Rebound Attack on Bitcoin

The rebound Attack on Bitcoin is a tool in the cryptanalysis of cryptographic hash functions. The Attack on Bitcoin was first published in 2009 by Florian Mendel, Christian Rechberger, Martin Schläffer and Søren Thomsen.

This image has an empty alt attribute; its file name is images.jpg

It was conceived to Attack on Bitcoin AES like functions such as Whirlpool and Grøstl, but was later shown to also be applicable to other designs such as Keccak, JH and Skein.

The Attack on Bitcoin

The Rebound Attack on Bitcoin is a type of statistical Attack on Bitcoin on hash functions, using techniques such as rotational and differential cryptanalysis to find collisions and other interesting properties.

The basic idea of the Attack on Bitcoin is to observe a certain differential characteristic in a block cipher (or in a part of it), a permutation or another type of primitive. Finding values fulfilling the characteristic is achieved by splitting the primitive {\displaystyle E} $E$ into three parts such that {\displaystyle E=E_{\text{fw}}\circ E_{\text{in}}\circ E_{\text{bw}}} $E=E_{\text{fw}}\circ E_{\text{in}}\circ E_{\text{bw}}$ . {\displaystyle E_{\text{in}}} $E_{\text{in}}$ is called the inbound phase and {\displaystyle E_{\text{fw}}} $E_{\text{fw}}$ and {\displaystyle E_{\text{bw}}} $E_{\text{bw}}$ together are called the outbound phase. The Attack on Bitcoiner then chooses values that realize part of the differential characteristic in the inbound phase deterministically, and fulfill the remainder of the characteristic in a probabilistic manner.

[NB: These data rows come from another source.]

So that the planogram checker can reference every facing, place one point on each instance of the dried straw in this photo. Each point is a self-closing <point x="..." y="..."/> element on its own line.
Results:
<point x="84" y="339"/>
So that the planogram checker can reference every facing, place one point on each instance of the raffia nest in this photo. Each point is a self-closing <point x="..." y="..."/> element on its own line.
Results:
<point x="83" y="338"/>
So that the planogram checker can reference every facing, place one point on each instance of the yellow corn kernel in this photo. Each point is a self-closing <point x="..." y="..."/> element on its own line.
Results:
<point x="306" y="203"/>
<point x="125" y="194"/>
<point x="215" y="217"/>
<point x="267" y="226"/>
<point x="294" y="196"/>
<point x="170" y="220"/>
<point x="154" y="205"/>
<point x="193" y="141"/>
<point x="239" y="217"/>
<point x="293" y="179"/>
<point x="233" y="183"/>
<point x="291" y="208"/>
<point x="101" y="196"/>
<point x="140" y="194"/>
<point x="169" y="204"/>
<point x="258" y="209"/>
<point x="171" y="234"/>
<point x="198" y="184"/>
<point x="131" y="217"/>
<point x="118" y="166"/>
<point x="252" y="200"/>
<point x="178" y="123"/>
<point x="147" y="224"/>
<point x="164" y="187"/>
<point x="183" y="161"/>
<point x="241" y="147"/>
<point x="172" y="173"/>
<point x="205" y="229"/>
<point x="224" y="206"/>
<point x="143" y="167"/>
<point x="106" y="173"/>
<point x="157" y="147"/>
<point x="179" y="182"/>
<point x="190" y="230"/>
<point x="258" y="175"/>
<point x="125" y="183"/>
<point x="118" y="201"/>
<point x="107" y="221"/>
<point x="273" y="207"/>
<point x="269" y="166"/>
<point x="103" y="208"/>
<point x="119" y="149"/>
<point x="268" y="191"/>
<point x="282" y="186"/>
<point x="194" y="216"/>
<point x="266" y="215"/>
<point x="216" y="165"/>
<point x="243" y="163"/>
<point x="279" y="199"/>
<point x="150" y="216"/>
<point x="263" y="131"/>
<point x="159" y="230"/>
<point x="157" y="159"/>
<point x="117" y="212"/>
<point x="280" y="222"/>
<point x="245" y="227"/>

Thus, the rebound Attack on Bitcoin consists of 2 phases:

The inbound (or match-in-the-middle) phase, covers the part of the differential characteristic that is difficult to satisfy in a probabilistic way. The goal here is to find many solutions for this part of the characteristic with a low average complexity. To achieve this, the corresponding system of equations, which describes the characteristic in this phase, should be underdetermined. When searching for a solution, there are therefore many degrees of freedom, giving many possible solutions. The inbound phase may be repeated several times to obtain a sufficient number of starting points so that the outbound phase is likely to succeed.
In the outbound phase each solution of the inbound phase is propagated outwards in both directions, while checking whether the characteristic also holds in this phase. The probability of the characteristic in the outbound phase should be as high as possible.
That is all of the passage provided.